Cross-posted from TortDeform.com:
Being in New York City on the Fourth, instead of Seattle, was strange for me, as my family always has a big get together. I did not see any fireworks. Instead, a few friends and I went to go see Michael Moore’s new film Sicko. I will write more on the film itself very soon, but right now I want to write about why I appreciated seeing the film on this particular day, Independence Day.
I’m not big into fireworks, but as a kid, I used to love going with my uncles to the reservation and purchasing fry bread and speaking to the old women who looked so much like my grandmother, and smiling at the older boys who were brown like me but different. I used to love looking at the beautiful jewelry and crafts while my uncles and cousins went straight to the huge packs of fireworks, which were probably illegal in Seattle proper. In the car ride back to Seattle, as everyone else chattered about the fireworks show we would have over barbequed salmon and watermelon and fruit punch, I would sit and think.
I can’t say now that it all fit together so coherently in my 12-year-old mind, but I remember wondering about this celebration of our "Independence," and wondering how the old women who looked so much like my grandmother felt about it and the role this day had in advancing their livelihood. They depended on the big profits they made during this season, but were these profits a form of mockery? It always was strange to me that a black family in a city named after a Native American was celebrating the "independence" that we ourselves would not have enjoyed on this day’s first anniversary, the independence that the people from whom we bought our celebratory fireworks still in many senses did not enjoy.
Much later, in college, I would read Frederick Douglass’ speech given on the fifth of July, and it would take me back to memories of these trips. He said:
...Fellow-citizens, pardon me, allow me to ask... [w]hat have I, or those I represent, to do with your national independence? Are the great principles of political freedom and of natural justice, embodied in that Declaration of Independence, extended to us? And am I, therefore, called upon to bring our humble offering to the national altar, and to confess the benefits and express devout gratitude for the blessings resulting from your independence to us?
...I say it with a sad sense of the disparity between us. I am not included within the pale of glorious anniversary! Your high independence only reveals the immeasurable distance between us. The blessings in which you, this day, rejoice, are not enjoyed in common. The rich inheritance of justice, liberty, prosperity and independence, bequeathed by your fathers, is shared by you, not by me. The sunlight that brought light and healing to you, has brought stripes and death to me. This Fourth July is yours, not mine. You may rejoice, I must mourn...

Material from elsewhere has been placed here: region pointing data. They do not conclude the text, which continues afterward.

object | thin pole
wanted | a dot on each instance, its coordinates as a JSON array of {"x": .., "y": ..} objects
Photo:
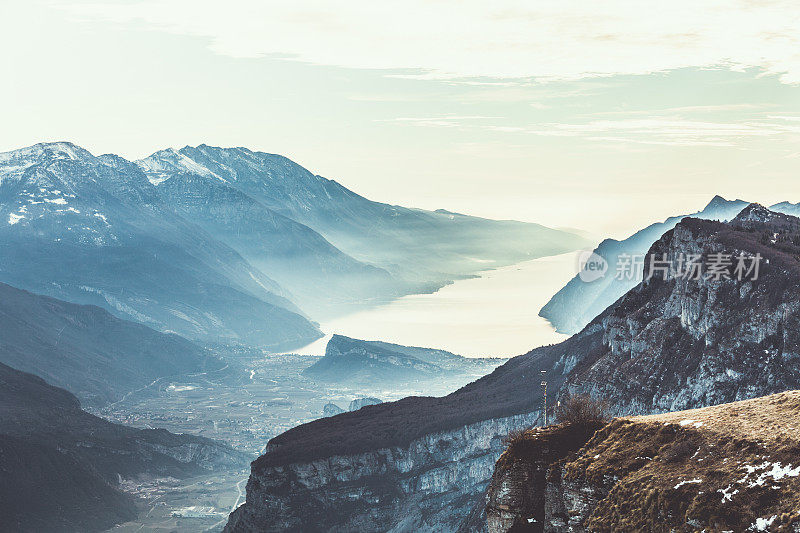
[{"x": 544, "y": 398}]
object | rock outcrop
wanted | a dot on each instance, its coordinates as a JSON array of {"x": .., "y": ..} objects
[
  {"x": 670, "y": 343},
  {"x": 431, "y": 484},
  {"x": 732, "y": 467}
]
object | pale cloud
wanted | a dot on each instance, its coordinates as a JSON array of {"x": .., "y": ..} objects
[
  {"x": 506, "y": 39},
  {"x": 652, "y": 130}
]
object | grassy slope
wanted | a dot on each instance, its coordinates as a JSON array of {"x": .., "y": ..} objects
[{"x": 720, "y": 468}]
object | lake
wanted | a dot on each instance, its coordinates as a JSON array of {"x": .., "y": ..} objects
[{"x": 493, "y": 315}]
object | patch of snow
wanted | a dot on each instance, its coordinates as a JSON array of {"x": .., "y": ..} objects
[
  {"x": 777, "y": 473},
  {"x": 687, "y": 482},
  {"x": 727, "y": 494},
  {"x": 180, "y": 388},
  {"x": 762, "y": 524}
]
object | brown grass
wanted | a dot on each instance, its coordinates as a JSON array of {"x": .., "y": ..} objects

The film Sicko had a similar effect on me that I imagine Frederick Douglass’ speech may have had on audience members of his time. It compelled me to stop and think about what we are celebrating, who I mean when I say "we," and what it means to be patriotic. Does patriotism mean an uncritical deference to all things apple pie, red, white, and blue? Does it mean accepting half-truths for the sake of loyalty? Or does it mean loving human beings, wanting your country to have a place in the betterment of humankind, and continuing to question and challenge governmental authority when it acts in ways that contradict our well-being?

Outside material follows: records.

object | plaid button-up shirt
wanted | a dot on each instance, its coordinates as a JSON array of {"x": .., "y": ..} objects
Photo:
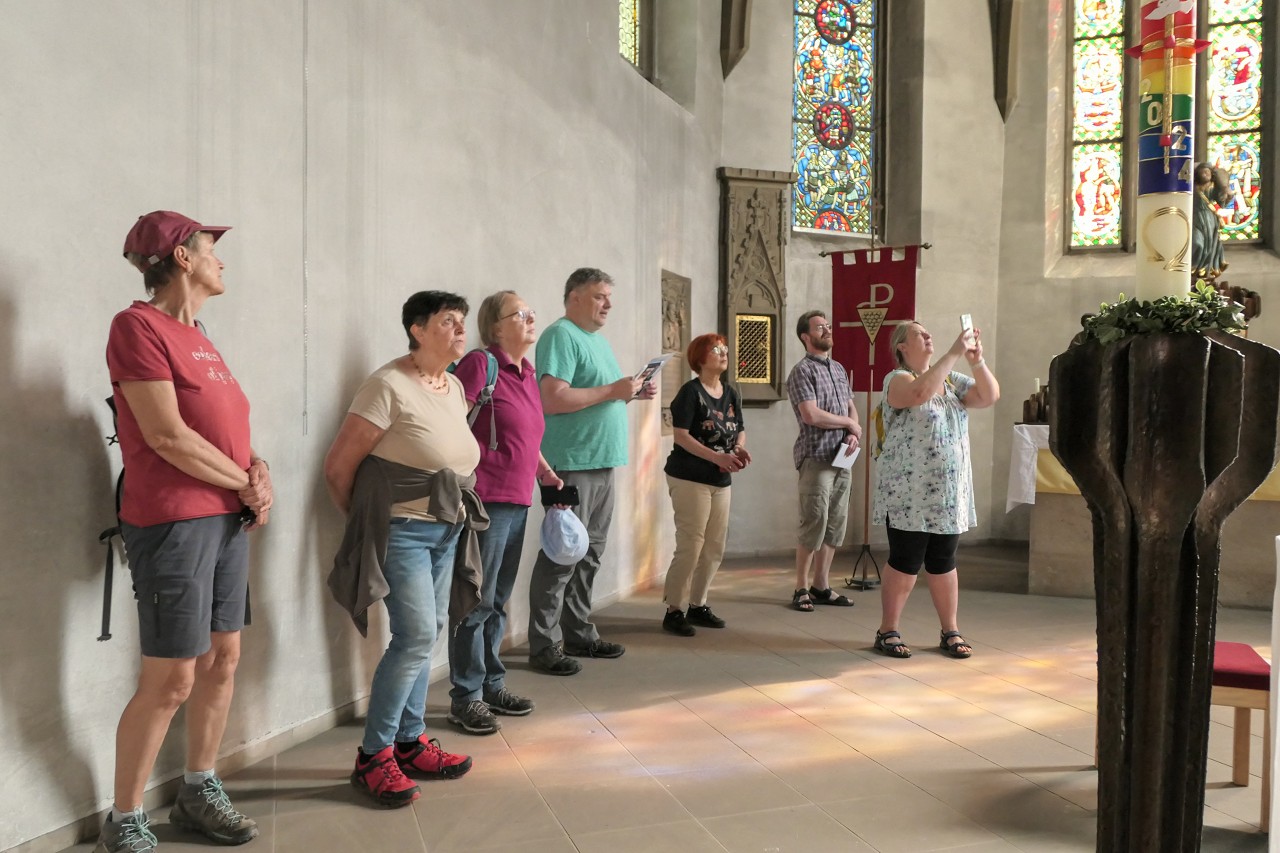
[{"x": 826, "y": 382}]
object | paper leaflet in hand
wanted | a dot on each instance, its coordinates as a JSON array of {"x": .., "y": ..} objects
[
  {"x": 846, "y": 456},
  {"x": 654, "y": 365}
]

Watching the film, which highlighted topics covered on TortDeform before (like patient dumping, 9/11 rescue workers, and corporate purchasing of the law) but with a distinctly human and personal perspective, recalled Douglass’ words and made me think about the state of our legal system. Douglass was asking what Independence Day meant to the American slave—today we could ask what it means to the average American who encounters so many daily frustrations with our government and with its apparent lack of regard for the well-being of its people.

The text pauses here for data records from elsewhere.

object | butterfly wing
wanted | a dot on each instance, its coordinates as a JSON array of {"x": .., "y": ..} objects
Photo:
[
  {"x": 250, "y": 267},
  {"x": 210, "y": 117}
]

In law school I read so many court opinions with which I disagreed, some of which entirely pissed me off because they made it clear that some people could get around the rules, could shape the rules to their benefit, while others were not even given a chance to state their case. But I also read so many decisions that reminded me that there are people, many people, who believe that the rightful function of the law is to protect people—from undue harm, from exploitation, from the violation of their rights.
So why believe in the efficacy of the law in protecting us? Why believe in civil justice? I think there’s a difference between believing that our court system is the cure-all, is flawless, and knowing that the law has a tangible effect on our daily lives, wanting to ensure that that effect is a positive and a fair one. Our legal system has been a vehicle for both oppression and for the recognition of basic rights and entitlements, but if people are shut out of the process, the system becomes entirely useless. Civil rights struggles continue to teach us that with its frustrations the law also produces victories for those persistent people who remind society what the law is supposed to do—not preserve privilege, but advance justice.
I suppose that is what "civil justice" is about—it’s about allowing people who have been wronged the opportunity to have their day in court, and not telling them that the system is shut off to them simply because their pocketbooks aren't think enough to purchase it.
Now that Independence Day is over, we should ask ourselves what we can do together so that Douglass’ question, whether "the great principles of political freedom and of natural justice, embodied in that Declaration of Independence, [are] extended to us," can be answered in the affirmative. We should celebrate the possibility that his answer—"the blessings in which you, this day, rejoice, are not enjoyed in common"—will one day be only historically relevant.
To me, patriotism in the form of critical optimism is the purest, most productive, and most respectable form there can be.